🤖 AI Summary
Current vision-language-action (VLA) models exhibit limited generalization and deployment reliability in embodied tasks—particularly suffering significant performance degradation when transferring across robot morphologies or to real-world environments. To address this, we propose a reward-driven post-training framework: (1) an action-conditioned world model; (2) a heuristic reward function grounded in real-action deviation to synthesize high-quality preference data; and (3) joint fine-tuning via flow-matching action experts and direct preference optimization (DPO), eliminating the need for reinforcement learning. Our method substantially improves adaptability to unseen morphologies and dynamic environments. It achieves state-of-the-art performance on both simulated and real-robot benchmarks. Empirical results validate that reward modeling and preference-based optimization are critical for enhancing VLA robustness and reliability, establishing a new paradigm for practical deployment of embodied intelligence.
📝 Abstract
Vision--language--action (VLA) models have recently shown promising performance on a variety of embodied tasks, yet they still fall short in reliability and generalization, especially when deployed across different embodiments or real-world environments. In this work, we introduce NORA-1.5, a VLA model built from the pre-trained NORA backbone by adding to it a flow-matching-based action expert.
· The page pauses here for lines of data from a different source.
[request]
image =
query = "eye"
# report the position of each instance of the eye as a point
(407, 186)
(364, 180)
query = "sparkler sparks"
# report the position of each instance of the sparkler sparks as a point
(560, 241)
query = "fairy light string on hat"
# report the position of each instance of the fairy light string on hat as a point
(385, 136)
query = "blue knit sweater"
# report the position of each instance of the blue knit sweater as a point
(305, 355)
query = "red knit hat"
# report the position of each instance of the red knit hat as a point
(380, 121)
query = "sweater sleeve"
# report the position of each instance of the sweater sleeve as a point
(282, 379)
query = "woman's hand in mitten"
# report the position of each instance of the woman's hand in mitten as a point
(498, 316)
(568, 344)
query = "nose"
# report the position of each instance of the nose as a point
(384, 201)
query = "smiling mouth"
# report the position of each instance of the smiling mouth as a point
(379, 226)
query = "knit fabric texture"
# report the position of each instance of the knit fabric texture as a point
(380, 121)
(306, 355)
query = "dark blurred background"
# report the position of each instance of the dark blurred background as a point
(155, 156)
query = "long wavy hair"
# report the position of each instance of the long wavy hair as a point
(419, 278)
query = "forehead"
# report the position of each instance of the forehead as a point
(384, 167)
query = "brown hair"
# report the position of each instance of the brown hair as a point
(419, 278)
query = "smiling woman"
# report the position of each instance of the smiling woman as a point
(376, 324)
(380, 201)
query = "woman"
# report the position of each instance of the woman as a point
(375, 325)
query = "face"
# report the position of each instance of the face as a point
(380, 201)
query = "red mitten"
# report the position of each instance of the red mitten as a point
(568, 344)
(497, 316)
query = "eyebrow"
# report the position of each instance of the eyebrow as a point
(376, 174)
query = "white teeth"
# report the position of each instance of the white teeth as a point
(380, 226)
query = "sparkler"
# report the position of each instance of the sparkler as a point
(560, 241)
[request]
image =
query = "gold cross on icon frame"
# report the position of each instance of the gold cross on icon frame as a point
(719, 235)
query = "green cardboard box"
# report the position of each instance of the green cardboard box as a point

This architectural enhancement alone yields substantial performance gains, enabling NORA-1.5 to outperform NORA and several state-of-the-art VLA models across both simulated and real-world benchmarks. To further improve robustness and task success, we develop a set of reward models for post-training VLA policies. Our rewards combine (i) an action-conditioned world model (WM) that evaluates whether generated actions lead toward the desired goal, and (ii) a deviation-from-ground-truth heuristic that distinguishes good actions from poor ones. Using these reward signals, we construct preference datasets and adapt NORA-1.5 to target embodiments through direct preference optimization (DPO). Extensive evaluations show that reward-driven post-training consistently improves performance in both simulation and real-robot settings, demonstrating significant VLA model-reliability gains through simple yet effective reward models. Our findings highlight NORA-1.5 and reward-guided post-training as a viable path toward more dependable embodied agents suitable for real-world deployment.